When is a good age to introduce kids to the concept of individual rights and freedom? Hopefully principles of respect for others and self-determination will be instilled very early, but getting to nuts and bolts legislative questions might come later. Danielle McLaughlin can make a case for the preteen years being good time. Her book That's Not Fair! Getting to Know Your Rights and Freedoms, with illustrations by Dharmali Patel, introduces questions of civil liberty in a humorous, easy-to-understand that will be appreciated by students as young as 7 or 8.
McLaughlin sets these stories in a fictional city with an activist mayor and city council. Each story follows a similar storyline. A problem arises, the mayor and/or members of the city council come up with a legislative solution to the problem, their rule or law steps on someone's rights, and they backtrack to make sure to treat everyone fairly.
The townspeople cover such topics as freedom of religion, freedom of assembly, unreasonable search and seizure, public safety, and freedom of the press. At the end of each chapter, the readers is asked to think about how the mayor or council addressed the problem, whether the solution worked, and what were the consequences of the solution.

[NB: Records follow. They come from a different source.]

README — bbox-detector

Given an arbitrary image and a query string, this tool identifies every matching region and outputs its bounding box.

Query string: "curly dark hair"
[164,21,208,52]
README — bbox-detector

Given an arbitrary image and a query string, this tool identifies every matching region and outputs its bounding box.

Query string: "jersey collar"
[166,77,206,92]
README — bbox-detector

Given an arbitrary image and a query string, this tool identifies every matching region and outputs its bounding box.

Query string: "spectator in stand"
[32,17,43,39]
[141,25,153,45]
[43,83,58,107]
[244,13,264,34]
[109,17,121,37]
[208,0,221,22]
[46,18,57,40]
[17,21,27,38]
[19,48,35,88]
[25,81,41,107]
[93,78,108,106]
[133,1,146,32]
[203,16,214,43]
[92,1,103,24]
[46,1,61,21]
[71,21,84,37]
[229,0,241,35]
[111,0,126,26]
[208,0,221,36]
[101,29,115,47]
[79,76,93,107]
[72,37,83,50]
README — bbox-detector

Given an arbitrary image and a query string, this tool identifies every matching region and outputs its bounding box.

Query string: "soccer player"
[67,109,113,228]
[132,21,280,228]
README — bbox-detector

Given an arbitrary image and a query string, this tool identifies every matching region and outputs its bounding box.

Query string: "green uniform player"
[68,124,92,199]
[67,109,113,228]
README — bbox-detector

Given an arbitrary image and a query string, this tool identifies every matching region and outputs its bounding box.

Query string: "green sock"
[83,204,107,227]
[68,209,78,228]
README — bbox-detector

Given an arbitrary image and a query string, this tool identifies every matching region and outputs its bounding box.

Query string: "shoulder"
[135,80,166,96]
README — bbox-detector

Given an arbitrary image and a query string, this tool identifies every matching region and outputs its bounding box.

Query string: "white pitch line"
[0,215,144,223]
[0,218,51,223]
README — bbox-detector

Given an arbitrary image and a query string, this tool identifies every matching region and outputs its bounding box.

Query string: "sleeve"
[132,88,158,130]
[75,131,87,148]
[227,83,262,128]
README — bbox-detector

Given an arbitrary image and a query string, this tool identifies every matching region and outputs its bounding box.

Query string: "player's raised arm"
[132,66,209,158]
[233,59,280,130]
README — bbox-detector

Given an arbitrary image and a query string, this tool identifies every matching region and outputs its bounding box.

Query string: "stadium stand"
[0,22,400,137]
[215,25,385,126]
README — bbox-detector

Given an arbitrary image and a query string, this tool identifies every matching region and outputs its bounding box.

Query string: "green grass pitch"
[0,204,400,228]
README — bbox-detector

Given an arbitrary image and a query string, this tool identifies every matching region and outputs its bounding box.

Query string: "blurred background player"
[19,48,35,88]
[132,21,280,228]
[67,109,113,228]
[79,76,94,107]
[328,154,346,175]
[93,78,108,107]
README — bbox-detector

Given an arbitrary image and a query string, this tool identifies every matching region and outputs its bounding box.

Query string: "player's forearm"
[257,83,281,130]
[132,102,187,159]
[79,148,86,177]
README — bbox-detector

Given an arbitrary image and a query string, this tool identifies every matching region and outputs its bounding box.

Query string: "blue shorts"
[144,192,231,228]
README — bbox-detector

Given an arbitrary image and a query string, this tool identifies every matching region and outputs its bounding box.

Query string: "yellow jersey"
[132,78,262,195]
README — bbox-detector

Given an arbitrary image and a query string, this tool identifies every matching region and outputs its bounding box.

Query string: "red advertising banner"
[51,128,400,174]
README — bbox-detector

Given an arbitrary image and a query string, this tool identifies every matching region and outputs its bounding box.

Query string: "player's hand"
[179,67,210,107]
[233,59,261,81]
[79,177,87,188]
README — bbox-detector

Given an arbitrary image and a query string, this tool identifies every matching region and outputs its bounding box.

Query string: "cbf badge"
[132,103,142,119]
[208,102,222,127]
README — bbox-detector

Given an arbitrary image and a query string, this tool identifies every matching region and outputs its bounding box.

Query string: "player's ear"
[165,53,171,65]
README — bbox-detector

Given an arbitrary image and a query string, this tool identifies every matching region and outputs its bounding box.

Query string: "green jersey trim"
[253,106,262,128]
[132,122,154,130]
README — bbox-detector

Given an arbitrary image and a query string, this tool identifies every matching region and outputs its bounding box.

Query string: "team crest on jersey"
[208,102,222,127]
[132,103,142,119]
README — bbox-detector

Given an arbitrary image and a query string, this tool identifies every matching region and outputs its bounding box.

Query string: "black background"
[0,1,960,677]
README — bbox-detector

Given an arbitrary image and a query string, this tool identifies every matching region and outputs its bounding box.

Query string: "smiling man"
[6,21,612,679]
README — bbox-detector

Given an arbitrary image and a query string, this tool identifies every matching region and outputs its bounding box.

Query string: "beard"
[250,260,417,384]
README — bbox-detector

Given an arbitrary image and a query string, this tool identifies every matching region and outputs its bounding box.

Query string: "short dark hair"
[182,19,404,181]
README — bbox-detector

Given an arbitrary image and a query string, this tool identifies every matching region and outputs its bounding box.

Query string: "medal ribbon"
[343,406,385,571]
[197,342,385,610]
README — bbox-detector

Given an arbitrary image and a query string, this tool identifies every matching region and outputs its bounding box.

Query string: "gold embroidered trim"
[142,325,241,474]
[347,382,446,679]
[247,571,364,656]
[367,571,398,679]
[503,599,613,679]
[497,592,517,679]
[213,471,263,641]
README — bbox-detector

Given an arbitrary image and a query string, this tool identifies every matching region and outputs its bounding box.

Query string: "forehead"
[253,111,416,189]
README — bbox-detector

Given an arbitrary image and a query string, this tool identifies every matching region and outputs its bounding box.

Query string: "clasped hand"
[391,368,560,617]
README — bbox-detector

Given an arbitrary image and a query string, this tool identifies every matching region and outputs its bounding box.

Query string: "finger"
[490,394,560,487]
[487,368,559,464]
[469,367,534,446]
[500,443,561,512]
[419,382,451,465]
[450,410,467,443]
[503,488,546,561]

The solutions never are as simple as they seem. Together the townspeople realize that "Treating everyone the same way isn't always fair. . . . Sometimes we have to be treated differently to give everyone the same opportunities." McLaughlin encourages her young readers to think about freedom and the law with both the effectiveness and the consequences in mind, and to speak up if they think a law is unfair. She writes, "It is only when some brave person . . . says, 'That's not fair!' that things can begin to change." Young children may not grasp the concepts of freedom and fairness that McLaughlin is encouraging here, but it's never too early to start planting those seeds.
Thanks to Edelweiss and the publisher for the complimentary electronic review copy!